- Born: William Henry Luden March 5, 1859 Reading, Pennsylvania, U.S.
- Died: May 8, 1949 (aged 90) Atlantic City, New Jersey, U.S.
- Burial place: West Laurel Hill Cemetery, Bala Cynwyd, Pennsylvania, U.S.
- Occupation: Businessman
- Known for: Developed the menthol throat lozenge and founded the Luden's brand and company

= William H. Luden =

American businessman (1859–1949)

William Henry Luden (March 5, 1859 – May 8, 1949) was an American businessman who developed the menthol throat lozenge and founded the Luden's brand and company.

==Early life==
Luden was born March 5, 1859, in Reading, Pennsylvania, to Jacob and Sarah Luden.

==Career==
Luden left school at age 15 to work as an apprentice candymaker at Color & Barrett. After five years as an apprentice, he began his own business making "moshie", a Pennsylvania Dutch hard candy made with brown sugar and molasses, in his mother's kitchen.

Early 1900's packaging for Luden's Menthol Cough Drops

In 1881, Luden collaborated with a pharmacist to develop a menthol throat lozenge. He differentiated his cough drops with amber coloring which was different from the typical red cough drops sold at the time.

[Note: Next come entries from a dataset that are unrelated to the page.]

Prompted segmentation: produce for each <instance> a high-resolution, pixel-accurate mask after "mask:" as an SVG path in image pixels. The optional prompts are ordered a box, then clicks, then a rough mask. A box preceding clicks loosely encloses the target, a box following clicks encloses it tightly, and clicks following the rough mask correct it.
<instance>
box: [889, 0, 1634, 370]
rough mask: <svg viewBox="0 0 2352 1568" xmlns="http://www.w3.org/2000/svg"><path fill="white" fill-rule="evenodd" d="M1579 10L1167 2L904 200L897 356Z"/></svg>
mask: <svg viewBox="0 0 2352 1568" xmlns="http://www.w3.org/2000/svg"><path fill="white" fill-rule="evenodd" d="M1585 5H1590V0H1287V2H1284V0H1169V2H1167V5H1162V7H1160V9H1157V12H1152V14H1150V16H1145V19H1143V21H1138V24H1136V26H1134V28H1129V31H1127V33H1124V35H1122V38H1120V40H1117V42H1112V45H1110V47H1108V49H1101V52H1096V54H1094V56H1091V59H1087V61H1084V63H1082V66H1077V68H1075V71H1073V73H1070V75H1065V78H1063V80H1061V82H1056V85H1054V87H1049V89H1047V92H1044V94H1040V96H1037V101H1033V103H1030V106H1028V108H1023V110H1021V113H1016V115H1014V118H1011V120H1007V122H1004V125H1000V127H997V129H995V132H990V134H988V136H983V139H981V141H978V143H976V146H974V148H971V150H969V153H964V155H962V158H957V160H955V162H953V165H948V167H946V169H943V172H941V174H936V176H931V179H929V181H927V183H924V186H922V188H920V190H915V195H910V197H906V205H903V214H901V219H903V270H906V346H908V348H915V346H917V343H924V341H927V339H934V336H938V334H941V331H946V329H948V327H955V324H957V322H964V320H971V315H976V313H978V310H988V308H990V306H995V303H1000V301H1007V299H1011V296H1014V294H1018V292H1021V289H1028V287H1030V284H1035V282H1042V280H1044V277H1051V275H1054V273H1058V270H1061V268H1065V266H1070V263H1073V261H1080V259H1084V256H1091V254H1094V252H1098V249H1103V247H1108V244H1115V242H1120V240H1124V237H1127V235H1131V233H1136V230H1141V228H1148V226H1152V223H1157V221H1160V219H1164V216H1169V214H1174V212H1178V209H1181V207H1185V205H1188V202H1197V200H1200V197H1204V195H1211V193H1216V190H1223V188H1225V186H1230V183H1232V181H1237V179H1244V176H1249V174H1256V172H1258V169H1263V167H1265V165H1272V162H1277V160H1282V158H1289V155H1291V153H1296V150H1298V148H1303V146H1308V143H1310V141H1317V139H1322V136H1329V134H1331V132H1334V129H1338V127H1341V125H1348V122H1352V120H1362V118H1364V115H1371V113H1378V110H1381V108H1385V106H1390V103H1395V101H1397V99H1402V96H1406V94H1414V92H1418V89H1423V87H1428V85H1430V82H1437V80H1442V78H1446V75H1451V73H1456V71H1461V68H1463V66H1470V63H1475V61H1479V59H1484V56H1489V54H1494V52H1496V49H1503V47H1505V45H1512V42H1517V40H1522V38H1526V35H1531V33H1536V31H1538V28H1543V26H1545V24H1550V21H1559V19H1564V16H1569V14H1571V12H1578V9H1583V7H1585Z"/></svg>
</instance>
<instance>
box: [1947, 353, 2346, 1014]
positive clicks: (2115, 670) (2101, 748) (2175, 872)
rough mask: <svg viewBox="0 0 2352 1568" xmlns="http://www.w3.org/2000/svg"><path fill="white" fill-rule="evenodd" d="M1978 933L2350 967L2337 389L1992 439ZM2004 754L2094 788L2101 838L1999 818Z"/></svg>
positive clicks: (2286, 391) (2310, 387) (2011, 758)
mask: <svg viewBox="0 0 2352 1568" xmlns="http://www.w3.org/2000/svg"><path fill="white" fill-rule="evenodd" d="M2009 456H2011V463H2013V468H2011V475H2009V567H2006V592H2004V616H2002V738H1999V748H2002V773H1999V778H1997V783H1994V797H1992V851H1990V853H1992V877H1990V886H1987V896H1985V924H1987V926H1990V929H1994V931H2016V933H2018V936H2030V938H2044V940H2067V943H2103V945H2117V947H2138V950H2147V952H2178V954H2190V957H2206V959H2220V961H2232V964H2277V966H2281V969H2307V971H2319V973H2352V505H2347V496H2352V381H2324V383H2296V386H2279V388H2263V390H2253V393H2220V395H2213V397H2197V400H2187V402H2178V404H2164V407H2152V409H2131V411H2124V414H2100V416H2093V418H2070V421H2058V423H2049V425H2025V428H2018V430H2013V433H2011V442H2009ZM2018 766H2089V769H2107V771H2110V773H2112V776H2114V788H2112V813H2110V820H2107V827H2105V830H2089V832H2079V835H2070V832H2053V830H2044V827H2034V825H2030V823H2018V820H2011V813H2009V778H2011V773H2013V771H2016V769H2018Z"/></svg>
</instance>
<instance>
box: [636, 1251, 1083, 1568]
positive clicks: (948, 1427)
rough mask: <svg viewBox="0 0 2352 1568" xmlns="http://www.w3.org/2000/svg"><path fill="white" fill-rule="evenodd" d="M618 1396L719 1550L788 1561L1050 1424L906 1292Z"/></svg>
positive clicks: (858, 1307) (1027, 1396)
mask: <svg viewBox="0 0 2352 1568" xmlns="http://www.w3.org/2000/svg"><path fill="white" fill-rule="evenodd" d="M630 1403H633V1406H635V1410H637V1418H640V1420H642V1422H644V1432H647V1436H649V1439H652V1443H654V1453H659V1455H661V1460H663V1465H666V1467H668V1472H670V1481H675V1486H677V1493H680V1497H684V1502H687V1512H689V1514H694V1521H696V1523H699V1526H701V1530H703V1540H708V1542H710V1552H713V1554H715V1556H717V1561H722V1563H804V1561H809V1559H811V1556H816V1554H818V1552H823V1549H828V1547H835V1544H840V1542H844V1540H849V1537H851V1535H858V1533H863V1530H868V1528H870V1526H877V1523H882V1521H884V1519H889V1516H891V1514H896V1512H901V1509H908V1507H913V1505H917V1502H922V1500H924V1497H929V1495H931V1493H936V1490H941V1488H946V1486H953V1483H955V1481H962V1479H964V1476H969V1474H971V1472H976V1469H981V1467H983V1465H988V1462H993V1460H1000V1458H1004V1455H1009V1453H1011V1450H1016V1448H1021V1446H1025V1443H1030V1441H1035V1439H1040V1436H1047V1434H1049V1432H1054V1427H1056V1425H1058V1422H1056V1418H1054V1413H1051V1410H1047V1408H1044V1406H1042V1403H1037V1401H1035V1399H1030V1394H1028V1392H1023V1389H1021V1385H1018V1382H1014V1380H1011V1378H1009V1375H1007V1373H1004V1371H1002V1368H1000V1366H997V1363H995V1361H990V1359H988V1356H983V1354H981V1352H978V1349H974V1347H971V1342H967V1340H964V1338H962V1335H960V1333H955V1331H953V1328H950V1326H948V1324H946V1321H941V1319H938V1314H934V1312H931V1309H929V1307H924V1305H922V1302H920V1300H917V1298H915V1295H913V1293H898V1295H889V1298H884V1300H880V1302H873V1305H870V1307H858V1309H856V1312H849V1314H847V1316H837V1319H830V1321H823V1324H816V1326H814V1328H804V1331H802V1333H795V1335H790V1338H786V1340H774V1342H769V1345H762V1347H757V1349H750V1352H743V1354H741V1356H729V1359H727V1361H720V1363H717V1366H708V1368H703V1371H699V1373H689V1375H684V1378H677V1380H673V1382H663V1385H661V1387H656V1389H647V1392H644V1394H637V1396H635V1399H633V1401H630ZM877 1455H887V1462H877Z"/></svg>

Menthol cough drops replaced the cumbersome vials of menthol that people with colds had carried to relieve their symptoms. He had retailers display his cough drops rather than the door to door sales tactics used at the time. Luden introduced new packaging methods, using wax paper to line the boxes in order to extend shelf life. He gave samples to railroad workers, who spread awareness of the product along railroad networks in an early example of word-of-mouth advertising.

In 1882, he moved his operations to 37 N. 5th St., and offered an extensive line, including cough drops, hard and soft candies, chocolates and marshmallow products. Luden manufactured his own chocolate for his candies unlike many confectioners of the time. He expanded his operations to a four-story building at Sixth and Washington streets in Reading and had approximately 150 employees. In 1923, he built a four-story factory on North Eighth and Walnut Street and had over 850 employees.

In 1890, Luden was involved in the creation of the Schuykill Valley Bank and served as director. In 1904, through his patronage, the Reading Natatorium was built in Reading to foster basketball programs.

In January 1928, Luden sold the company to Daniel W. Dietrich for 6.5 million dollars and retired. The Luden's brand has subsequently transferred ownership several times.

He was a member of the National Confectioners Association and the Reading Board of Trade.

Luden died May 8, 1949, of a heart attack in Atlantic City, New Jersey. He was interred at West Laurel Hill Cemetery in Bala Cynwyd, Pennsylvania.

==Personal life==
Luden was married in 1889 to Annie Ritter and together they had eight children. After his first wife died, he was married a second time to Kathryn Faisig in 1916, and together they had two children.